Hicaz'da doğan İslam medeniyeti, civara, kenara açılıp da orada farklı ilim ve kültür muhitleriyle karşılaşınca kendini test etmeye başladı. Sorguladı, sorguladıkça da yeni metotlar çok güçlü algılamalar oluştu. Mesela Endülüs havzası bu konuya bir örnek olarak verilebilir. Kuzey Afrika üzerinden İslam medeniyetinin Endülüs'e geçmesi ve Endülüs'teki o kadim Avrupa mirası ile buluşması, bizim için çok müstesna ürünlerin ortaya çıkmasına da yol açtı. Daha sonra aynı verimliliği Filistin'de görüyoruz.
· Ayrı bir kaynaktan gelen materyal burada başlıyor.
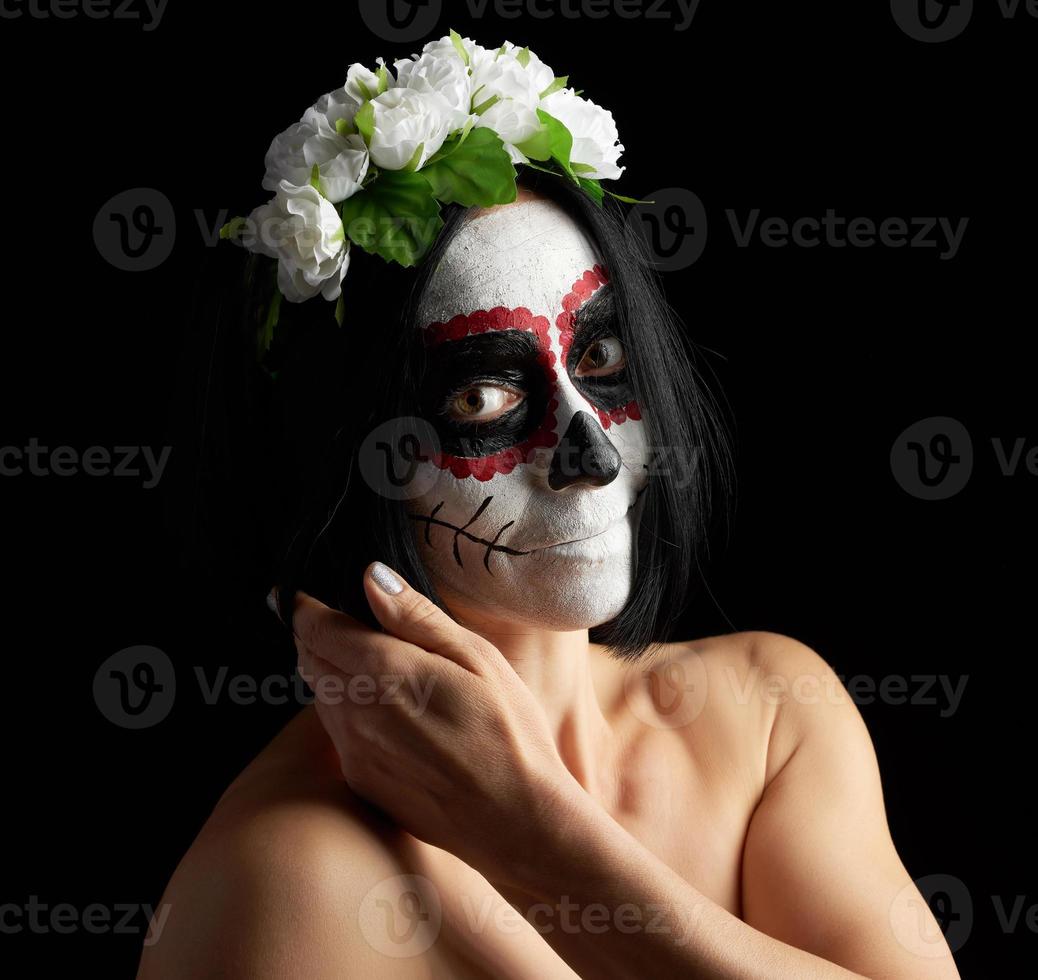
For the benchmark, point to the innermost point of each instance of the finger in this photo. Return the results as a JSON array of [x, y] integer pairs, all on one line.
[[412, 617], [345, 642]]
Daha sonra aynı verimliliği İstanbul'da görüyoruz. -İstanbul da bir görüşme noktasıdır- Kazan'da görüyoruz, Saraybosna'da görüyoruz. Dikkat ettiğimizde bunlar hep İslam medeniyetinin diğer havzalarla diğer medeniyetlerle buluşması, karşılaşması, kendine olan inancının ve özgüveninin artması, özgüvenle şaheserlerin, kalıcı eserlerin, kalıcı düşüncelerin, kalıcı ekollerin oluşması demektir.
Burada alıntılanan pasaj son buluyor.